Resolution «zutiefst unausgewogen»

«Wir haben die Resolution nicht etwa deswegen abgelehnt, weil wir mit dem Status Quo zufrieden wären», sagte die amerikanische UN-Botschafterin Samantha Power. «Wir stimmten dagegen, weil...Frieden von harten Kompromissen kommen muss, die am Verhandlungstisch entstehen.» Die Resolution sei «zutiefst unausgewogen» und berücksichtige Israels Sicherheitsbedenken nicht.

Der palästinensische UN-Botschafter Riad Mansur sagte indes: «Unsere Bemühungen hatten das ernsthafte und echte Ziel, die Tür zum Frieden zu öffnen. Leider ist der Sicherheitsrat nicht dazu bereit, diese Botschaft zu hören.»

Wandel zu feindseligem Verhältnis

Die Mitgliedschaft beim Internationalen Strafgerichtshof könnte ein Zwischenschritt auf dem Weg hin zu einer Anerkennung eines Palästinenserstaats sein. 2012 gewährten die Vereinten Nationen Palästina bereits den Status eines Nichtmitglieds mit Beobachterstatus.
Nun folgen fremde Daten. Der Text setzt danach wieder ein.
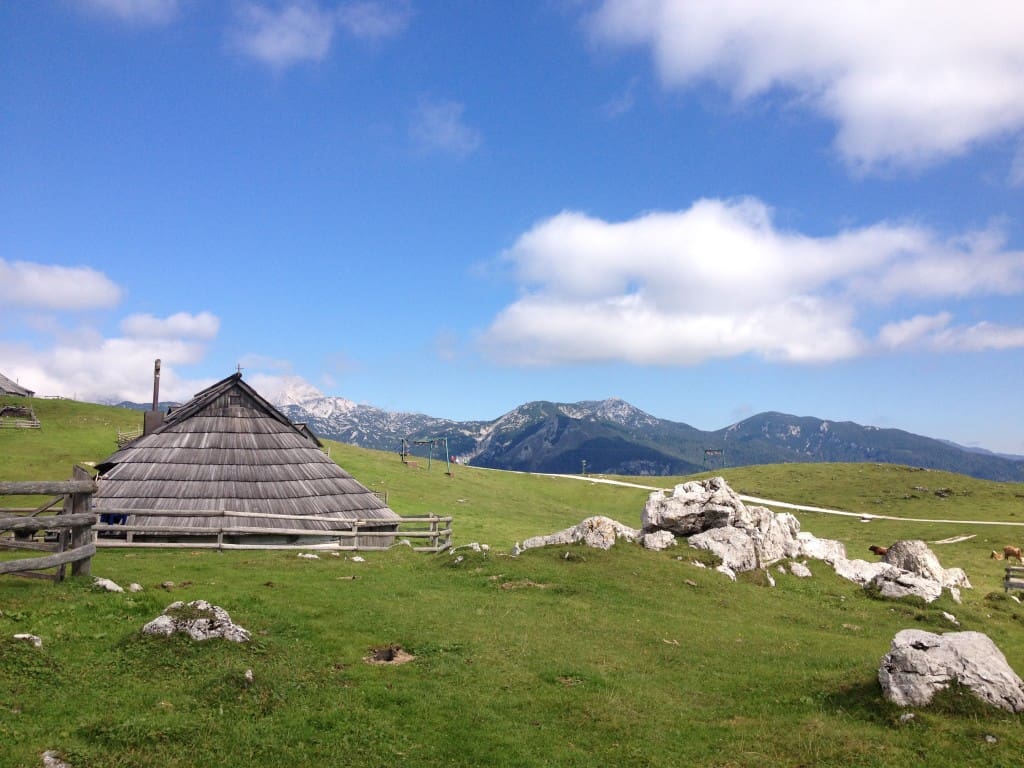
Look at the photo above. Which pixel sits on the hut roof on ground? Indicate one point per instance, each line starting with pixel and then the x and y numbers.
pixel 12 387
pixel 228 449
Dadurch haben die Palästinenser die Möglichkeit, Dutzenden internationalen Verträgen und Behörden beizutreten.

Der Beitritt zum IStGH bedeutet einen Wandel von einem gespannten hin zu einem offen feindseligen Verhältnis zwischen Abbas und Israel. Die palästinensische Seite könnte das Gericht nutzen, um die Rechtmässigkeit des israelischen Siedlungsbaus in den besetzten Gebieten anzufechten und ein Verfahren wegen Kriegsverbrechen voranzutreiben.

Israel ist strikt gegen die Anerkennung Palästinas. Stattdessen will die Regierung in Jerusalem in Verhandlungen die Bedingungen einer Zwei-Staaten-Lösung klären. Die Gespräche dazu liegen allerdings seit dem Frühjahr weitgehend brach. Stattdessen verstärkten sich die Spannungen.